Desigualdade racial no serviço público marca debate na Casa República na Flip

Publicado em: 11 de outubro de 2024

Dados inéditos mostram a baixa representatividade de pessoas negras nos cargos de elite da administração pública

Rodrigo Candido, Bruno Carazza e Ana Clara Costa dialogam na Casa República. Foto: Douglas Shineidr.

PARATY — A mesa “Não somos iguais”, realizada na Casa República na Flip (Festa Literária Internacional de Paraty) nesta sexta-feira (11) trouxe à tona discussões sobre desigualdade racial e os desafios enfrentados por pessoas negras no serviço público brasileiro.

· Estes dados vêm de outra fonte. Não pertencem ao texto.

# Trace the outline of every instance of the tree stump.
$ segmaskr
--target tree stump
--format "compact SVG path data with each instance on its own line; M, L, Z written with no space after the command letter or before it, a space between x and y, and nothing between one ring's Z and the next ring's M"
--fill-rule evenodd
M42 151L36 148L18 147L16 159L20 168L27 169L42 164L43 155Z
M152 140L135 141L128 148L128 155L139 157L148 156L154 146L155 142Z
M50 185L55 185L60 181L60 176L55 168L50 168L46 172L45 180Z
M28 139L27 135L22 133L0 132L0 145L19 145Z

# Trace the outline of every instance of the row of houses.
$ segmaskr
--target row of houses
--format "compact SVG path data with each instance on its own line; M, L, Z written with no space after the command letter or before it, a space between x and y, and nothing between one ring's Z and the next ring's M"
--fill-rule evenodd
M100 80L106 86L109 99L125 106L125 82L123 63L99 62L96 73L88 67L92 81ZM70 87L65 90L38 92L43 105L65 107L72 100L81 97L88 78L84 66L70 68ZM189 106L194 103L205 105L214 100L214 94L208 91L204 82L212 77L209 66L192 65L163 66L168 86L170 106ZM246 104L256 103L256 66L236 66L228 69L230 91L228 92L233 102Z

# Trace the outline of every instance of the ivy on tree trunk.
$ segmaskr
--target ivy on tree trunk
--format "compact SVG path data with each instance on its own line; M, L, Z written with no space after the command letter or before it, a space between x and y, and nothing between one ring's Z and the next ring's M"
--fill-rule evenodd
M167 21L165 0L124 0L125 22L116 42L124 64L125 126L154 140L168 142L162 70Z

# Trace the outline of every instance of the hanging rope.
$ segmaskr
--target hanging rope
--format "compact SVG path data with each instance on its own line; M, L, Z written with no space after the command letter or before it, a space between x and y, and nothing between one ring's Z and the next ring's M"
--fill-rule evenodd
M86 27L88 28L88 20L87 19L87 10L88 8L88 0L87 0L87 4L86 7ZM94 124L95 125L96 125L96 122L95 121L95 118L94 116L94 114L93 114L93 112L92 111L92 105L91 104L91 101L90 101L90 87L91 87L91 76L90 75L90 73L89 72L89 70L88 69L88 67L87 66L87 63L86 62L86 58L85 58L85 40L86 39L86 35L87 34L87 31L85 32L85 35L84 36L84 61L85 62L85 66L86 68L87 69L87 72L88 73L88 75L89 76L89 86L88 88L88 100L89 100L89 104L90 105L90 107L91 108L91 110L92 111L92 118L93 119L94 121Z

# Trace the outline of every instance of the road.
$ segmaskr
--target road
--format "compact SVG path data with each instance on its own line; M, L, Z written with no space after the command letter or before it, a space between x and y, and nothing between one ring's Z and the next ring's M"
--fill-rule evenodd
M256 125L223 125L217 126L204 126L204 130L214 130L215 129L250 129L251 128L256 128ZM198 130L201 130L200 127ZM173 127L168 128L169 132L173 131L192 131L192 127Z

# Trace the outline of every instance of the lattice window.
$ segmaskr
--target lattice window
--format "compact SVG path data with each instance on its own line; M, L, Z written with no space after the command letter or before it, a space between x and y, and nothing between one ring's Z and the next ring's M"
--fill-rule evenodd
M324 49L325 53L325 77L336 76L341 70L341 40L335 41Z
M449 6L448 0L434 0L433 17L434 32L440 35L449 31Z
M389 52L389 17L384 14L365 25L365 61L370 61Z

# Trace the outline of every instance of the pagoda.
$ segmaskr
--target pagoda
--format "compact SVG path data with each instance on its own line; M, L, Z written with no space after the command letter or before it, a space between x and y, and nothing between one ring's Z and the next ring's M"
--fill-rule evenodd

O debate abriu com a fala de Carla Nascimento, coordenadora de Comunicação da República.org, que revelou dados de um levantamento inédito do instituto sobre a representatividade racial nas carreiras de elite do funcionalismo público.

Segundo o estudo, apenas 5,1% dos Ministros de Primeira Classe — o cargo mais alto da diplomacia brasileira — são pessoas negras. Para os Ministros de Segunda Classe, essa proporção é de 7,4%.

Disparidades salariais e privilégios no setor público

Rodrigo Candido, diretor administrativo-financeiro da Samambaia.org e diretor-executivo interino da República.org, apontou que pessoas negras representam 39,3% dos servidores efetivos do governo federal, segundo dados do SIAPE (Sistema Integrado de Administração de Pessoal) de 2024. Além disso, destacou a persistência das disparidades salariais no setor: enquanto mais de 50% dos servidores brancos recebem acima de R$ 12.862, entre os servidores negros o valor cai para R$ 9.916.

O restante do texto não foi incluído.